In short, teachings that benefit humankind are “true Dharma.”

Those teachings which do not benefit humankind are “false Dharma.” The difference between beneficial actions and unbeneficial actions has a considerable impact on whether a given person’s future is wholesome or unwholesome. Affliction and suffering is frequently a byproduct of a cycle of false Dharma. For example, greed for money, fame, and profit are all “false Dharma.” Trying to fulfill one’s desire for such things is like trying to fill in a valley with dirt. How is it possible to avoid suffering in this life?

Many people say they know they should rejoice in the true Dharma, but in reality we embrace false Dharma all the time, and enjoy listening to false teachings. For example, in the media there are constantly stories on gossip, scandal, negativity, and other frivolous business. If someone does something good, the media will ignore it. But, if you make a mistake, it will be covered extensively. When asked why this is so, journalists always answer, “That’s what the readers want!”

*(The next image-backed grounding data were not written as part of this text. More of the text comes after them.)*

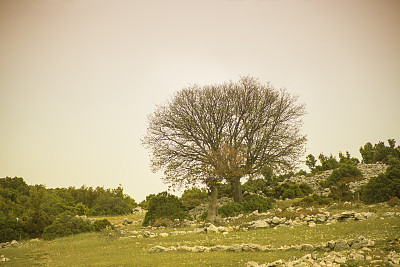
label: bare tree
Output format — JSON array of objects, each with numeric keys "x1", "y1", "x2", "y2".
[{"x1": 142, "y1": 76, "x2": 306, "y2": 223}]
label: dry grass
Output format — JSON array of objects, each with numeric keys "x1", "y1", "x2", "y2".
[{"x1": 1, "y1": 205, "x2": 399, "y2": 266}]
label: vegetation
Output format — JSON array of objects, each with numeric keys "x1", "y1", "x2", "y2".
[
  {"x1": 360, "y1": 139, "x2": 400, "y2": 164},
  {"x1": 0, "y1": 177, "x2": 136, "y2": 242},
  {"x1": 142, "y1": 76, "x2": 306, "y2": 223},
  {"x1": 180, "y1": 187, "x2": 208, "y2": 210},
  {"x1": 273, "y1": 182, "x2": 313, "y2": 200},
  {"x1": 324, "y1": 164, "x2": 363, "y2": 188},
  {"x1": 2, "y1": 206, "x2": 399, "y2": 266},
  {"x1": 306, "y1": 151, "x2": 359, "y2": 174},
  {"x1": 218, "y1": 194, "x2": 274, "y2": 217},
  {"x1": 42, "y1": 213, "x2": 113, "y2": 240},
  {"x1": 361, "y1": 159, "x2": 400, "y2": 204},
  {"x1": 142, "y1": 192, "x2": 189, "y2": 226},
  {"x1": 293, "y1": 194, "x2": 333, "y2": 207}
]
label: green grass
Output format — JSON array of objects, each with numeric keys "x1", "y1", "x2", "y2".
[{"x1": 2, "y1": 206, "x2": 400, "y2": 266}]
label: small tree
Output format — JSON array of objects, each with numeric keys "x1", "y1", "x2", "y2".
[
  {"x1": 305, "y1": 154, "x2": 317, "y2": 173},
  {"x1": 360, "y1": 139, "x2": 400, "y2": 164}
]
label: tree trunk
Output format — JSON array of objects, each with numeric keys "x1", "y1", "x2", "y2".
[
  {"x1": 232, "y1": 176, "x2": 243, "y2": 203},
  {"x1": 205, "y1": 185, "x2": 222, "y2": 225}
]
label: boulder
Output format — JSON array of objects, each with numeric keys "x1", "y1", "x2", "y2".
[
  {"x1": 271, "y1": 216, "x2": 282, "y2": 224},
  {"x1": 206, "y1": 224, "x2": 219, "y2": 233},
  {"x1": 334, "y1": 239, "x2": 350, "y2": 251},
  {"x1": 249, "y1": 220, "x2": 269, "y2": 229}
]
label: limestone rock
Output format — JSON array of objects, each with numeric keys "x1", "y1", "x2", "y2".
[
  {"x1": 249, "y1": 220, "x2": 269, "y2": 229},
  {"x1": 149, "y1": 246, "x2": 168, "y2": 253},
  {"x1": 334, "y1": 239, "x2": 350, "y2": 251}
]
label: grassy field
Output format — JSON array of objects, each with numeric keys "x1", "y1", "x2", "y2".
[{"x1": 1, "y1": 204, "x2": 400, "y2": 266}]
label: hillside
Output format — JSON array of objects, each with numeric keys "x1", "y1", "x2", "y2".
[{"x1": 1, "y1": 200, "x2": 399, "y2": 266}]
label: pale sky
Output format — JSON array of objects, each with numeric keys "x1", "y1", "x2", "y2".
[{"x1": 1, "y1": 0, "x2": 399, "y2": 201}]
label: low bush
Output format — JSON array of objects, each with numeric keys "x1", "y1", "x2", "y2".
[
  {"x1": 328, "y1": 183, "x2": 355, "y2": 202},
  {"x1": 180, "y1": 187, "x2": 208, "y2": 210},
  {"x1": 241, "y1": 194, "x2": 274, "y2": 213},
  {"x1": 88, "y1": 195, "x2": 134, "y2": 216},
  {"x1": 361, "y1": 161, "x2": 400, "y2": 204},
  {"x1": 142, "y1": 192, "x2": 189, "y2": 226},
  {"x1": 324, "y1": 164, "x2": 362, "y2": 188},
  {"x1": 387, "y1": 196, "x2": 400, "y2": 207},
  {"x1": 0, "y1": 215, "x2": 29, "y2": 243},
  {"x1": 92, "y1": 219, "x2": 114, "y2": 232},
  {"x1": 42, "y1": 212, "x2": 94, "y2": 240},
  {"x1": 218, "y1": 202, "x2": 243, "y2": 218},
  {"x1": 153, "y1": 217, "x2": 174, "y2": 227},
  {"x1": 293, "y1": 194, "x2": 333, "y2": 207},
  {"x1": 242, "y1": 178, "x2": 270, "y2": 195},
  {"x1": 273, "y1": 182, "x2": 313, "y2": 200}
]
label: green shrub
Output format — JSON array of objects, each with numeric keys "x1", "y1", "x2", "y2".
[
  {"x1": 241, "y1": 194, "x2": 274, "y2": 213},
  {"x1": 92, "y1": 219, "x2": 114, "y2": 232},
  {"x1": 20, "y1": 210, "x2": 54, "y2": 238},
  {"x1": 361, "y1": 161, "x2": 400, "y2": 204},
  {"x1": 242, "y1": 178, "x2": 270, "y2": 195},
  {"x1": 88, "y1": 195, "x2": 133, "y2": 216},
  {"x1": 180, "y1": 187, "x2": 208, "y2": 210},
  {"x1": 325, "y1": 164, "x2": 362, "y2": 188},
  {"x1": 42, "y1": 212, "x2": 94, "y2": 240},
  {"x1": 387, "y1": 196, "x2": 400, "y2": 207},
  {"x1": 273, "y1": 182, "x2": 313, "y2": 199},
  {"x1": 218, "y1": 202, "x2": 243, "y2": 218},
  {"x1": 199, "y1": 211, "x2": 208, "y2": 221},
  {"x1": 329, "y1": 183, "x2": 355, "y2": 202},
  {"x1": 282, "y1": 189, "x2": 296, "y2": 200},
  {"x1": 153, "y1": 217, "x2": 174, "y2": 227},
  {"x1": 360, "y1": 139, "x2": 400, "y2": 164},
  {"x1": 0, "y1": 215, "x2": 29, "y2": 242},
  {"x1": 142, "y1": 192, "x2": 189, "y2": 226},
  {"x1": 293, "y1": 194, "x2": 333, "y2": 207}
]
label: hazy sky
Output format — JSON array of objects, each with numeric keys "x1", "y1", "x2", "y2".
[{"x1": 1, "y1": 0, "x2": 399, "y2": 201}]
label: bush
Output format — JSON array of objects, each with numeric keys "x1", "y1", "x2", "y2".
[
  {"x1": 42, "y1": 212, "x2": 94, "y2": 240},
  {"x1": 293, "y1": 194, "x2": 333, "y2": 207},
  {"x1": 360, "y1": 139, "x2": 400, "y2": 164},
  {"x1": 20, "y1": 210, "x2": 54, "y2": 238},
  {"x1": 242, "y1": 178, "x2": 270, "y2": 195},
  {"x1": 329, "y1": 183, "x2": 355, "y2": 202},
  {"x1": 142, "y1": 192, "x2": 189, "y2": 226},
  {"x1": 324, "y1": 164, "x2": 362, "y2": 188},
  {"x1": 361, "y1": 161, "x2": 400, "y2": 204},
  {"x1": 387, "y1": 196, "x2": 400, "y2": 207},
  {"x1": 273, "y1": 182, "x2": 313, "y2": 200},
  {"x1": 218, "y1": 202, "x2": 243, "y2": 218},
  {"x1": 282, "y1": 189, "x2": 296, "y2": 200},
  {"x1": 180, "y1": 187, "x2": 208, "y2": 210},
  {"x1": 153, "y1": 217, "x2": 174, "y2": 227},
  {"x1": 241, "y1": 194, "x2": 274, "y2": 213},
  {"x1": 92, "y1": 219, "x2": 114, "y2": 232},
  {"x1": 0, "y1": 215, "x2": 29, "y2": 242},
  {"x1": 88, "y1": 195, "x2": 133, "y2": 216}
]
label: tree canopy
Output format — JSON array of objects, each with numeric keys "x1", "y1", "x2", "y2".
[{"x1": 143, "y1": 76, "x2": 307, "y2": 205}]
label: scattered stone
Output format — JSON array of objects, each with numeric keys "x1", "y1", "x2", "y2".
[
  {"x1": 245, "y1": 261, "x2": 260, "y2": 267},
  {"x1": 334, "y1": 239, "x2": 349, "y2": 251},
  {"x1": 308, "y1": 221, "x2": 316, "y2": 227},
  {"x1": 249, "y1": 220, "x2": 269, "y2": 229},
  {"x1": 149, "y1": 246, "x2": 168, "y2": 253}
]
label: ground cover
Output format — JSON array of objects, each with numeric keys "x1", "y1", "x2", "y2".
[{"x1": 1, "y1": 204, "x2": 399, "y2": 266}]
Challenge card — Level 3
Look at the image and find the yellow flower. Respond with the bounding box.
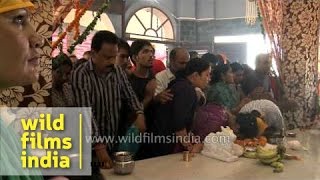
[289,1,305,15]
[287,47,302,63]
[39,56,52,83]
[288,24,302,39]
[0,87,24,107]
[16,102,46,122]
[282,36,292,51]
[298,10,311,28]
[301,33,315,48]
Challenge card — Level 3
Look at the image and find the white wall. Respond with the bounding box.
[176,0,195,18]
[215,0,246,19]
[197,0,215,19]
[157,0,176,14]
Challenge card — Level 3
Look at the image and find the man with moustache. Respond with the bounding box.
[72,31,145,178]
[123,40,156,159]
[129,39,156,108]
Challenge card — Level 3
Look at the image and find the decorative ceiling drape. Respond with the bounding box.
[53,0,74,32]
[258,0,320,128]
[257,0,284,81]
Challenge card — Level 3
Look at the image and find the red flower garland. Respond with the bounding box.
[73,0,81,40]
[52,0,94,49]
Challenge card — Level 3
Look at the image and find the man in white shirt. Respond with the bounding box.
[154,48,190,103]
[239,99,285,136]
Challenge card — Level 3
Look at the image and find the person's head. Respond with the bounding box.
[255,53,271,75]
[83,51,91,60]
[74,58,87,70]
[242,64,254,77]
[212,64,233,84]
[52,54,73,86]
[216,54,226,65]
[189,51,199,59]
[183,58,211,90]
[91,30,119,67]
[115,38,130,70]
[169,47,190,73]
[236,111,268,138]
[230,62,244,84]
[130,39,154,69]
[236,113,259,138]
[201,53,218,68]
[69,55,77,63]
[0,0,44,88]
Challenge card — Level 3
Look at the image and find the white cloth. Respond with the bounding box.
[239,99,284,133]
[154,69,175,96]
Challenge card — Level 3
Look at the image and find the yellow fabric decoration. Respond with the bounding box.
[0,0,34,14]
[256,117,268,136]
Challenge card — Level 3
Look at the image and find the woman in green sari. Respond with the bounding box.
[0,1,48,179]
[206,64,251,114]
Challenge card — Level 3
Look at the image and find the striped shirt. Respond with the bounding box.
[71,60,143,149]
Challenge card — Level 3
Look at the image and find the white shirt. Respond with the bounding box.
[155,69,175,96]
[154,69,206,105]
[239,99,284,133]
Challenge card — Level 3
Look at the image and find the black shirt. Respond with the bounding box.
[149,78,198,156]
[129,73,154,102]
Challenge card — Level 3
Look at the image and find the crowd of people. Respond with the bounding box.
[51,30,298,179]
[0,0,304,179]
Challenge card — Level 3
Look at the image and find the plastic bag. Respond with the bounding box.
[201,126,244,162]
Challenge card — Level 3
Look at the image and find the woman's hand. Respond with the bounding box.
[190,143,204,153]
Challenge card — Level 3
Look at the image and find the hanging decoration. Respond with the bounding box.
[257,0,284,81]
[67,2,109,54]
[53,0,73,32]
[58,24,64,52]
[73,0,81,40]
[245,0,258,25]
[256,4,265,39]
[51,0,94,50]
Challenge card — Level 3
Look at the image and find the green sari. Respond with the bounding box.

If a person does not go down the right path, they will go down the wrong path. This can be dangerous. The right path in Buddhism is called the “Noble Eight-fold Path,” and consists of eight true Dharma teachings we can practice in this life: right view, right thought, right speech, right action, right livelihood, right effort, right mindfulness, and right meditative concentration. The Noble Eight-fold Path is a code of moral conduct that everyone should follow. If we can delight in the true Dharma we can build satisfying lives for ourselves.